The GSM Association, which represents more than 690 mobile operators worldwide, has branded the European Commission’s plans to lower roaming rates within the EU as unnecessary.
Moves by mobile operators to fight the directive could set the process back 18 months, the European Commission has acknowledged.
In a response to the European Commission’s roaming directive, which it claims could cut the cost of roaming within the EU by 70pc, the GSM Association said that the commission’s plans were unnecessary as competition is already delivering reductions in the prices of roaming services.
It said that price cuts being implemented by a group of leading European operators will lower tariffs and lead to a fall in roaming costs to the tune of 40pc.

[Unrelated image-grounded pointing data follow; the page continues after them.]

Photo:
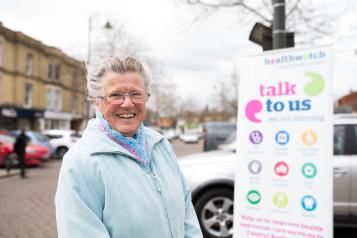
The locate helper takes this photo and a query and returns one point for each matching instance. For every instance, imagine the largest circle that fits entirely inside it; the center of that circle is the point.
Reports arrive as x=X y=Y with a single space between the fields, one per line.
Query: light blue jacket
x=104 y=192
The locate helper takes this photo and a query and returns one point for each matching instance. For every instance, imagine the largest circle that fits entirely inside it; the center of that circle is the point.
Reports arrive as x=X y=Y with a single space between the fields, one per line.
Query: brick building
x=40 y=87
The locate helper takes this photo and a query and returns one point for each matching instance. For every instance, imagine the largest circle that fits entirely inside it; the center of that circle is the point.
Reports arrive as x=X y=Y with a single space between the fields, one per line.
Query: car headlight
x=30 y=151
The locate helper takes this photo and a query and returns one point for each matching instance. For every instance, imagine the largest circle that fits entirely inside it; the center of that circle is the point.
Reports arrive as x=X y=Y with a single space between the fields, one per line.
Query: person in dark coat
x=19 y=149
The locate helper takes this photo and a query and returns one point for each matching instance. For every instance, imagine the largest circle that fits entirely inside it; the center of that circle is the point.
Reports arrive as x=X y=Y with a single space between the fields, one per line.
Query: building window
x=28 y=96
x=57 y=71
x=54 y=99
x=57 y=100
x=29 y=64
x=74 y=103
x=49 y=76
x=49 y=99
x=75 y=81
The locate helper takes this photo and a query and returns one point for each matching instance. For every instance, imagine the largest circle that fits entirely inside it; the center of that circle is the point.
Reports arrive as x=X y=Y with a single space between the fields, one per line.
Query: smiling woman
x=122 y=179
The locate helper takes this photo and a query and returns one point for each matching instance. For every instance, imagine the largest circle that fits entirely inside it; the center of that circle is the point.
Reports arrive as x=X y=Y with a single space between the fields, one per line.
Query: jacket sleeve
x=79 y=200
x=192 y=227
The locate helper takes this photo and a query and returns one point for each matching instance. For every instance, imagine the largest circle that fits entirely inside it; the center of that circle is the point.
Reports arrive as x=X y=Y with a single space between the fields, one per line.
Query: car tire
x=214 y=209
x=60 y=152
x=10 y=161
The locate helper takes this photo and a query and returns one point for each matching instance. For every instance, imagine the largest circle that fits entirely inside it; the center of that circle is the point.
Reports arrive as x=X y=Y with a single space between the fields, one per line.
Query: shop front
x=14 y=118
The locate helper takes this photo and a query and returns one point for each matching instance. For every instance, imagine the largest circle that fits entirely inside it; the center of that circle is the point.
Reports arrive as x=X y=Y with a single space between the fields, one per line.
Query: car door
x=353 y=192
x=341 y=170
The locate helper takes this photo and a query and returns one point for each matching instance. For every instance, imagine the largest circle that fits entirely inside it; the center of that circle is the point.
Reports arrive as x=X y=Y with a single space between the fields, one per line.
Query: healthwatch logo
x=312 y=88
x=295 y=58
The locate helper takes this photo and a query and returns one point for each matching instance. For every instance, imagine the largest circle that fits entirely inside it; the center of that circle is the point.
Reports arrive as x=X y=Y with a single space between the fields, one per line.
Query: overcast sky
x=196 y=52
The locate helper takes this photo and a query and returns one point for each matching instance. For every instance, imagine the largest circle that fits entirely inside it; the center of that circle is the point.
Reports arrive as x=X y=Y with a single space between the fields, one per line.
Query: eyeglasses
x=119 y=98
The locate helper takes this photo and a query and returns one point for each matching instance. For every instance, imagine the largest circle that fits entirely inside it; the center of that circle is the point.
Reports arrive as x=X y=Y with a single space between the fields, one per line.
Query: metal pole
x=279 y=32
x=88 y=62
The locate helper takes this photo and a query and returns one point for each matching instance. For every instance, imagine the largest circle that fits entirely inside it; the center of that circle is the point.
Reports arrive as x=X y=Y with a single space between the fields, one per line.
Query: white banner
x=283 y=184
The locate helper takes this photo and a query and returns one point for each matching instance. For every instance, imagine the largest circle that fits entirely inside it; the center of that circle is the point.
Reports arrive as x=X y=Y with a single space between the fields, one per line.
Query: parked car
x=189 y=137
x=215 y=133
x=230 y=143
x=3 y=131
x=61 y=140
x=33 y=156
x=38 y=139
x=211 y=178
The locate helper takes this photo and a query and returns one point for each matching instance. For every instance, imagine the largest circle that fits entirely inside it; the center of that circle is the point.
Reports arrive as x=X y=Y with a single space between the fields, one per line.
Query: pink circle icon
x=281 y=168
x=252 y=108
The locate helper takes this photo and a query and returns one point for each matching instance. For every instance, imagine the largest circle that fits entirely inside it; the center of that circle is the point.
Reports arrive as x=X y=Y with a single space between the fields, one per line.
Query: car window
x=76 y=135
x=40 y=137
x=232 y=137
x=339 y=140
x=7 y=139
x=54 y=136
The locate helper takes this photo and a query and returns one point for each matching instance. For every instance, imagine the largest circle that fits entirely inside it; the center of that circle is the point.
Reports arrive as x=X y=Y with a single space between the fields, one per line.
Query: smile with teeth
x=126 y=115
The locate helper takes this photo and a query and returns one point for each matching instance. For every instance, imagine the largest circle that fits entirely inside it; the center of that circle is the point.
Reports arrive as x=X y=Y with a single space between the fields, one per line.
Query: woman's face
x=125 y=117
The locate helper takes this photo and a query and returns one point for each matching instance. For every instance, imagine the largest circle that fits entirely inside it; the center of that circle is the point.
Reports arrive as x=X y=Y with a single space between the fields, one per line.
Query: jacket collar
x=99 y=143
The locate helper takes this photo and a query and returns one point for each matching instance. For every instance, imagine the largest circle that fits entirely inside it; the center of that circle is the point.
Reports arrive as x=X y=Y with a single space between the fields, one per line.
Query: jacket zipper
x=162 y=201
x=152 y=172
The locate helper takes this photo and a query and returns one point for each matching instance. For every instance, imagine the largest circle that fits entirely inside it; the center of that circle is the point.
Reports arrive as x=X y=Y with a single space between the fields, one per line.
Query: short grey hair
x=95 y=75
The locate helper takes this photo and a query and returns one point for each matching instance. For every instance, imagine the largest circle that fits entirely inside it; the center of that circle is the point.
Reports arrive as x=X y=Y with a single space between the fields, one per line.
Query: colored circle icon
x=281 y=168
x=280 y=200
x=253 y=197
x=254 y=167
x=308 y=203
x=256 y=137
x=282 y=137
x=309 y=170
x=309 y=137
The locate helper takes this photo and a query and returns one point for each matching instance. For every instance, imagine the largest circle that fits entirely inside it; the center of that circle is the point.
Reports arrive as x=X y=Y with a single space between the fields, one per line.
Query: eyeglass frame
x=123 y=96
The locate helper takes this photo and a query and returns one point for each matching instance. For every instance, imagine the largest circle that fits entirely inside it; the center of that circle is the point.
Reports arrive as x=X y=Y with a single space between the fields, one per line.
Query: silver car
x=211 y=178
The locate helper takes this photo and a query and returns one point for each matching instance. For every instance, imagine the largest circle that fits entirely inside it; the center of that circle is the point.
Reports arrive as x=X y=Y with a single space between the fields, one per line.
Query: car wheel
x=61 y=151
x=215 y=213
x=10 y=161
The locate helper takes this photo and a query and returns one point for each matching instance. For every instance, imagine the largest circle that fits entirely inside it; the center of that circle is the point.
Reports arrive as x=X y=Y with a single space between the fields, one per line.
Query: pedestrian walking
x=122 y=179
x=20 y=149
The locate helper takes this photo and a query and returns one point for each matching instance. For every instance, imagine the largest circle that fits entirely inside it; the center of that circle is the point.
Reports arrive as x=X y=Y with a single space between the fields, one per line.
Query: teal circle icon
x=315 y=86
x=253 y=197
x=309 y=170
x=280 y=200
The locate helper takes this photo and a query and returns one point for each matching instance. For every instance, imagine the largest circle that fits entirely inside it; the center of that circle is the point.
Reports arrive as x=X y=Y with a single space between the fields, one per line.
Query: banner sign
x=283 y=185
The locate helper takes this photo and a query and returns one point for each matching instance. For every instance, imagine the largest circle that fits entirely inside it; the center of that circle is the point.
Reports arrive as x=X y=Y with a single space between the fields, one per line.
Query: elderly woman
x=122 y=180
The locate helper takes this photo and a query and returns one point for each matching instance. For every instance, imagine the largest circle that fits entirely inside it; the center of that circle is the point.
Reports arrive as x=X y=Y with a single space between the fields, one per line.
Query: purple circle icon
x=256 y=137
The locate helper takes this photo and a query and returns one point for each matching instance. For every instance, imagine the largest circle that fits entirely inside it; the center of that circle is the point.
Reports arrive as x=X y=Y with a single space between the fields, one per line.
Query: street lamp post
x=89 y=49
x=107 y=26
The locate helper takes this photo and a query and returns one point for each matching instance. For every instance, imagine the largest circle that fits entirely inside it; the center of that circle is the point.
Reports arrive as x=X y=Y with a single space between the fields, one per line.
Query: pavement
x=27 y=208
x=26 y=205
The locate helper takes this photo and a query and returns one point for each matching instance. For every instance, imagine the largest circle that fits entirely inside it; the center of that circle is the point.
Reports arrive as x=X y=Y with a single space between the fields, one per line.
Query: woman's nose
x=127 y=101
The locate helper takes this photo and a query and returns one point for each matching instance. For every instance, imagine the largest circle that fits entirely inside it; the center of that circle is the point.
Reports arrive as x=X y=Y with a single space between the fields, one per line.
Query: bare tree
x=114 y=39
x=312 y=17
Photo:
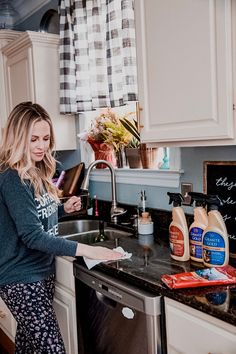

The association warned that the commission’s plan to introduce a rigid cap on retail prices on each and every minute of a roaming call will stifle competition and prevent operators providing bundles of roaming minutes and other innovations.
“Although the European Commission has dropped its unworkable ‘home pricing principle’, its new proposals still amount to a straightjacket that will stifle innovation, dampen competition and ultimately harm consumers,” said Rob Conway, CEO of the GSM Association.
“The commission’s plans would represent a far-reaching and unprecedented intervention in a market which is clearly delivering for its customers.”
Conway said that the commission’s proposal to cap wholesale rates also has serious flaws. The level of the wholesale price cap envisaged by the commission will penalise mobile operators with relatively high costs and could lead to some operators making a loss on the provision of this service. Some mobile operators incur higher costs than others for a variety of reasons, for example, because they serve a sparsely populated or mountainous region, he said.
He pointed out that many European mobile operators have already made public commitments to lower wholesale rates. He added that given the competitive nature of the European mobile market, the GSM Association is confident that these wholesale cuts will flow through to significant retail price reductions for consumers.
“The industry is delivering cuts in roaming prices today, well before any regulatory intervention would come into force,” said Conway.
The association’s stance on the European Commission’s plans to reduce roaming costs was lambasted by Fine Gael spokesman on communications Bernard Durkan TD. He said the fact that the measures won’t take effect for 18 months was bad news for consumers.
“The matter is very simple. Roaming costs are about five times the costs incurred by the phone companies in connecting the call. There is simply no reason for these charges to exist, other than the fact the operators think they can get away with it.,” said Durkan.
“Equally contemptible, in my view, was the reaction of the GSM Association, which had the cheek to say that the limited action announced by the commission was unnecessary. I would be delighted to know on what grounds that absurd assertion is based.
“If they wanted the EU not to interfere in their price mechanisms they should treat their customers with a little more respect and end the practice of gouging them for cross-border calls.
“The Minister for Communications should now make it clear what he intends to do at EU level to end roaming charges and call-divert charges once and for all.
“As Ireland endures the highest call costs in Europe, it is only right that the Irish Government leads the charge for the abolition of these rip-off charges,” Durkan said.